The church’s recycle bin is full. My desk drawers are empty. My two filing cabinets have yet to be shared with the recycle bin. Almost 24 years of ministry gone from the desk drawers; nearly 44 years of ministry yet to be sorted through and mostly recycled.
The files were, for the most part, not sermons. I saved very few of those. Sermons have little literary value. It is the spoken Word that makes them sermons, not writings. Sermons repeated years later do not work; the community has changed and the times have changed. A living Word needs to be preached.
No, most of the files have to do with records of events and people. Much teaching material, some useful, some no longer applicable have found their abode in these files over the years. Some things were filed because they may come in handy at a future date; they didn’t. Some were discussion notes or lectures for forum discussions, classes, and campus presentations.
A lot can accumulate over the years. I carried out the desk files to the recycle bin. For the filing cabinets I will wheel the container to just outside the offices. As I sort and dump, I can’t help but wonder how much ever got through to anyone or how much impact, for example, did my various presentations on Luther and Anti-Semitism have or a discussion led based on the life and person of Luther’s wife, Katie von Bora.
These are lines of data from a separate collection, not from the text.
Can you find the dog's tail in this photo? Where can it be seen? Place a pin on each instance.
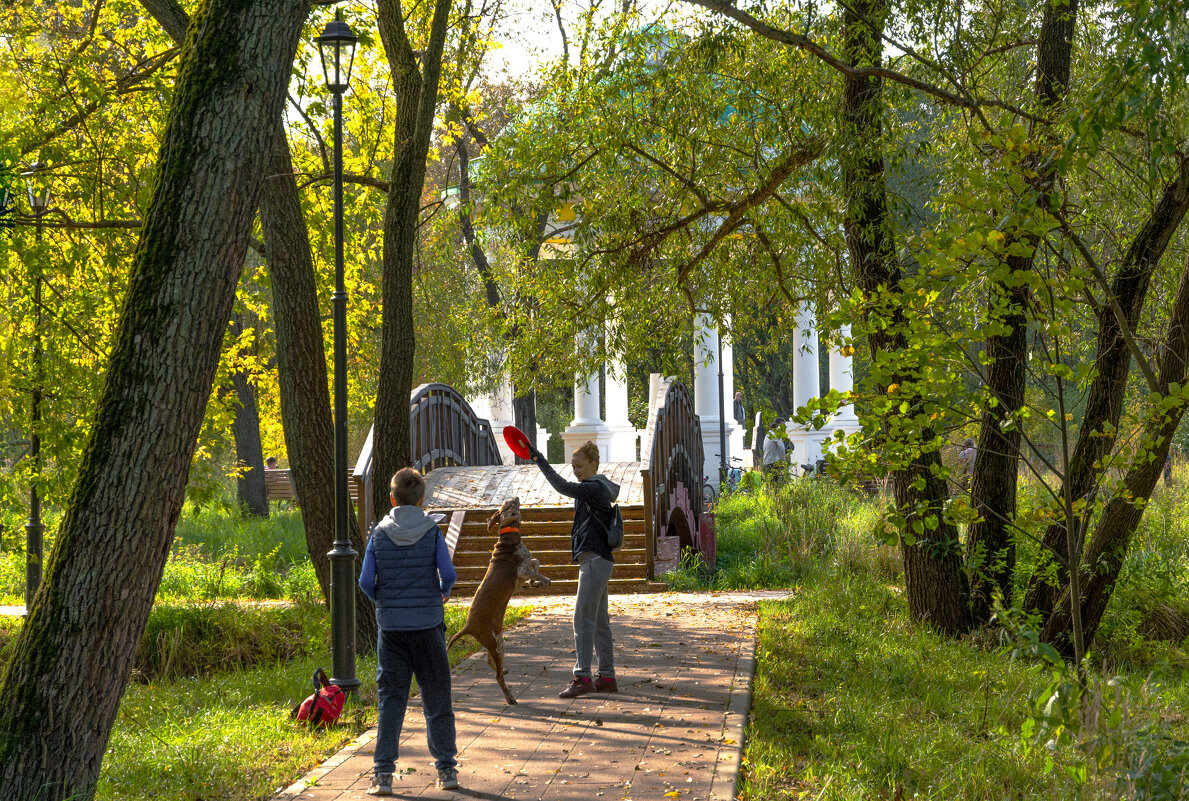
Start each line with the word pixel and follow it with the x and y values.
pixel 459 634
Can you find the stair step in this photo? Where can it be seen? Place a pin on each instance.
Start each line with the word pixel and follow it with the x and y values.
pixel 549 557
pixel 536 542
pixel 534 513
pixel 555 572
pixel 546 527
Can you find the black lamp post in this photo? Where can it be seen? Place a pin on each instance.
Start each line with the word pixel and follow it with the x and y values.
pixel 337 48
pixel 35 530
pixel 722 417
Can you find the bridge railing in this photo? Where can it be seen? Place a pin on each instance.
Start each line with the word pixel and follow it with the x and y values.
pixel 444 431
pixel 672 455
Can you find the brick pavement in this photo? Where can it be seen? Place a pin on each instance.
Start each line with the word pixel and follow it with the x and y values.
pixel 673 731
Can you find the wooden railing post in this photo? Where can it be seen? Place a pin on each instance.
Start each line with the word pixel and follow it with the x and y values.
pixel 649 531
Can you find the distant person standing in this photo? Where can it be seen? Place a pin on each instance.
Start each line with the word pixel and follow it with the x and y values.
pixel 966 462
pixel 775 451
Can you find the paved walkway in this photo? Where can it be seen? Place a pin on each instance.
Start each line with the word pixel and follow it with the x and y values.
pixel 673 731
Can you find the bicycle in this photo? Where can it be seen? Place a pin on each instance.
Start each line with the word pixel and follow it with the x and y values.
pixel 710 489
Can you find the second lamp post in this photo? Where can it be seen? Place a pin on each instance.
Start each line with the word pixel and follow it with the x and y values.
pixel 337 48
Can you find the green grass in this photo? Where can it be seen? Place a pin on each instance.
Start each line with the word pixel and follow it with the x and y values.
pixel 228 736
pixel 854 700
pixel 851 700
pixel 771 540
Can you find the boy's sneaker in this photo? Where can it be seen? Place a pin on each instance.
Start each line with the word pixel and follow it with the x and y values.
pixel 579 686
pixel 605 685
pixel 447 779
pixel 382 784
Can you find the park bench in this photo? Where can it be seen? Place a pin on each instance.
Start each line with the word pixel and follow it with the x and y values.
pixel 278 485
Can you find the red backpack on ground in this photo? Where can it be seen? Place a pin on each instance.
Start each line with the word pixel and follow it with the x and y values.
pixel 325 706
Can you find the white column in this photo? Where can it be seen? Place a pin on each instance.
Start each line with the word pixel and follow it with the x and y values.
pixel 705 395
pixel 806 385
pixel 586 401
pixel 587 424
pixel 623 434
pixel 842 377
pixel 735 434
pixel 501 416
pixel 805 363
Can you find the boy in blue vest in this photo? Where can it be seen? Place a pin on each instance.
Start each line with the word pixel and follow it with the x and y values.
pixel 408 573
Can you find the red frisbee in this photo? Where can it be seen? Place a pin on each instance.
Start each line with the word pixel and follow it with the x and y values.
pixel 517 441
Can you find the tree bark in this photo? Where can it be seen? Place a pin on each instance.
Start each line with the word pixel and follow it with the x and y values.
pixel 1107 548
pixel 936 584
pixel 246 430
pixel 62 688
pixel 1112 366
pixel 416 99
pixel 991 547
pixel 301 359
pixel 301 372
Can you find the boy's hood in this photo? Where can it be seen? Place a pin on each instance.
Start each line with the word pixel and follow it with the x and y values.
pixel 611 486
pixel 406 525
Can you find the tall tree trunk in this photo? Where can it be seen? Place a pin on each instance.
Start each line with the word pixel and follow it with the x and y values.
pixel 62 687
pixel 416 99
pixel 937 586
pixel 246 430
pixel 1112 367
pixel 991 547
pixel 1107 548
pixel 301 359
pixel 301 371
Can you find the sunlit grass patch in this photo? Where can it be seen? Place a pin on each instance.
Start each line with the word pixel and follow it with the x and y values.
pixel 228 736
pixel 853 700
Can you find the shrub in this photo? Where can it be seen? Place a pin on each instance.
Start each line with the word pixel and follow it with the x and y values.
pixel 773 537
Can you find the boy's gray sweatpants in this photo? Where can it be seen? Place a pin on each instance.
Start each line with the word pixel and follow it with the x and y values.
pixel 592 623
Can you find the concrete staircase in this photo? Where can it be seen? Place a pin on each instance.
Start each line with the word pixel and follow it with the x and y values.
pixel 546 531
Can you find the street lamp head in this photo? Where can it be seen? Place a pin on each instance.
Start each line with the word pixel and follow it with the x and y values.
pixel 337 48
pixel 38 188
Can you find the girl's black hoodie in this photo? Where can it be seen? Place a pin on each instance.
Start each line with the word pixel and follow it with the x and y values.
pixel 592 498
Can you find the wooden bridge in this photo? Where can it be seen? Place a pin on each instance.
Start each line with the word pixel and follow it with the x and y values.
pixel 466 481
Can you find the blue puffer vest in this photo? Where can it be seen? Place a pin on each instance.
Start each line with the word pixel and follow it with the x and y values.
pixel 408 592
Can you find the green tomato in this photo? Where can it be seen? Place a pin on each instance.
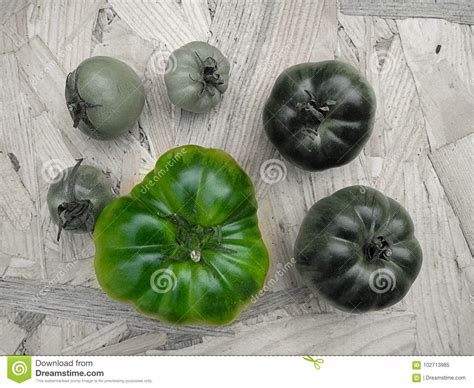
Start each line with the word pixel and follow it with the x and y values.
pixel 184 246
pixel 357 249
pixel 105 97
pixel 77 197
pixel 320 115
pixel 196 75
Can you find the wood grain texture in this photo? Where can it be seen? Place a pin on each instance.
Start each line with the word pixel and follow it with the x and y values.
pixel 331 334
pixel 418 56
pixel 458 11
pixel 453 164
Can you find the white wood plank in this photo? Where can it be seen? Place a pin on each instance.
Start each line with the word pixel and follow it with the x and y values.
pixel 105 336
pixel 441 76
pixel 327 334
pixel 132 346
pixel 459 11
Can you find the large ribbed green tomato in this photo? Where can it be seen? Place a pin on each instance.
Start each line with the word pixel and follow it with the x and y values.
pixel 357 249
pixel 320 115
pixel 184 246
pixel 196 76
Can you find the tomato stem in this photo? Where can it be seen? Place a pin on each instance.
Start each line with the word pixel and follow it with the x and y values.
pixel 194 238
pixel 74 213
pixel 312 111
pixel 378 248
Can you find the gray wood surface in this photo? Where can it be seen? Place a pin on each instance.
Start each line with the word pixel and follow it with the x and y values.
pixel 417 55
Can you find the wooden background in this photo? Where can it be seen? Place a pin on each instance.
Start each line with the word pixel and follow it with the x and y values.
pixel 419 59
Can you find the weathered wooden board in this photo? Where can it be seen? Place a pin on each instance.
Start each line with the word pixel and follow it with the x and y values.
pixel 419 58
pixel 458 11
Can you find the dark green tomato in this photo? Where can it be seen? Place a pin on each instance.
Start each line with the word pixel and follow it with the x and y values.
pixel 320 115
pixel 77 197
pixel 357 249
pixel 104 97
pixel 196 76
pixel 184 246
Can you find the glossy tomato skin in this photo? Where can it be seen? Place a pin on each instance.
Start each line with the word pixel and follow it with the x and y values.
pixel 320 115
pixel 357 249
pixel 184 246
pixel 105 97
pixel 185 82
pixel 91 185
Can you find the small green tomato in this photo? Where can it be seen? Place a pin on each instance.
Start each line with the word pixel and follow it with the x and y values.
pixel 104 97
pixel 77 198
pixel 196 76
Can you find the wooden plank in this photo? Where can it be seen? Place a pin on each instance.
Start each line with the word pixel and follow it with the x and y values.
pixel 132 346
pixel 11 336
pixel 84 304
pixel 74 302
pixel 453 164
pixel 457 11
pixel 440 297
pixel 65 27
pixel 327 334
pixel 14 198
pixel 158 20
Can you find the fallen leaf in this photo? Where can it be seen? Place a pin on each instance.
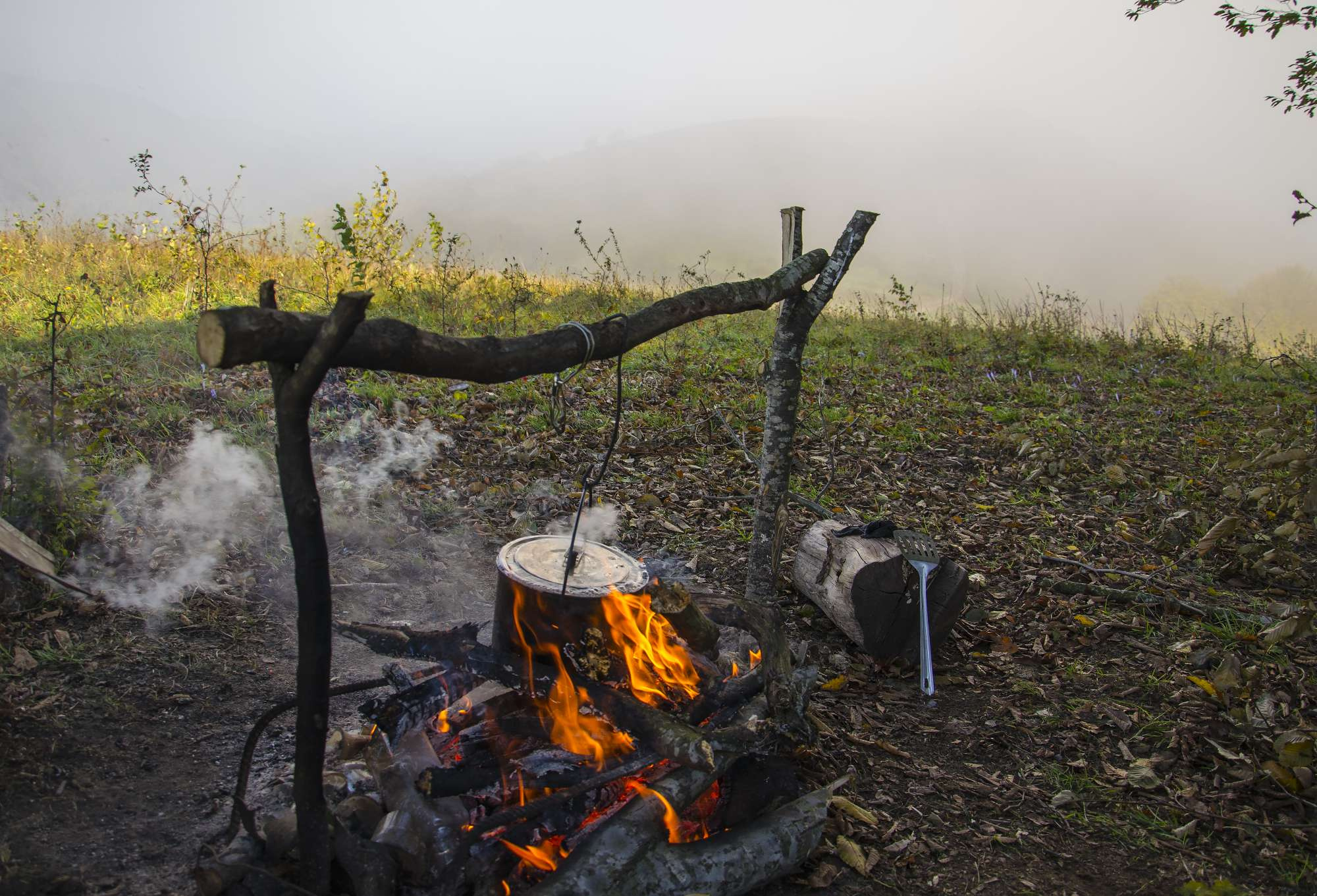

An entire drawer is filled with files from when I was a Stephen Ministry leader training Stephen Ministers for lay caring ministry in a congregation as an extension of the church’s pastoral care. It is filled with information that is still useful on dealing with those struggling with depression, grief, illness, and divorce among other issues. What to do with those? In the right hands, they could be most useful, in untrained hands, downright dangerous.
The musical Lion King has a song titled, “The Circle of Life”. One might understand it as almost a recycling; a putting the old onto something new and continuing onward. As I enter the final phase of ordained ministry, I can’t help but wonder if any has been, is, or will be recycled in some form. Has it, is it, and will it touch someone who then makes it theirs and passes it on in a new form?
Okay, you may already be thinking this: God will see to it. That answer is the easy way out Sunday School answer that really, at least on the surface, is a bit vague. God will what? With whom? How?
It has not been emotional for me to sort through all this. But I haven’t gotten to all the funeral sermons and files yet. So far it has mostly been something leaving me in thought to wonder.
Something, however, has crossed my mind in all this. Maybe you are in some ways a bit of recycled material from me, other pastors, and other influences large and small in your life. Now it is up to you as this new product to not let any of this go to waste; pass it on. Recycle some of yourself. Such recycling is not reserved for pastors. Parents are most likely the main purveyor of recycled material which in turn gets recycled again for generations. Likewise, teachers.
As one with great frustration in learning algebra, somehow, I still remember the FOIL system. (factoring: First Outer, Inner Last). Something, despite all probability to the contrary, got through. I look forward to sharing this prowess with my grandchildren to impress them with my “knowledge” of Algebra!
The oceans may be full of material that should have been recycled. The church and humanity itself seem to be the place that God recycles. We just have to trust that it is so and keep plugging away.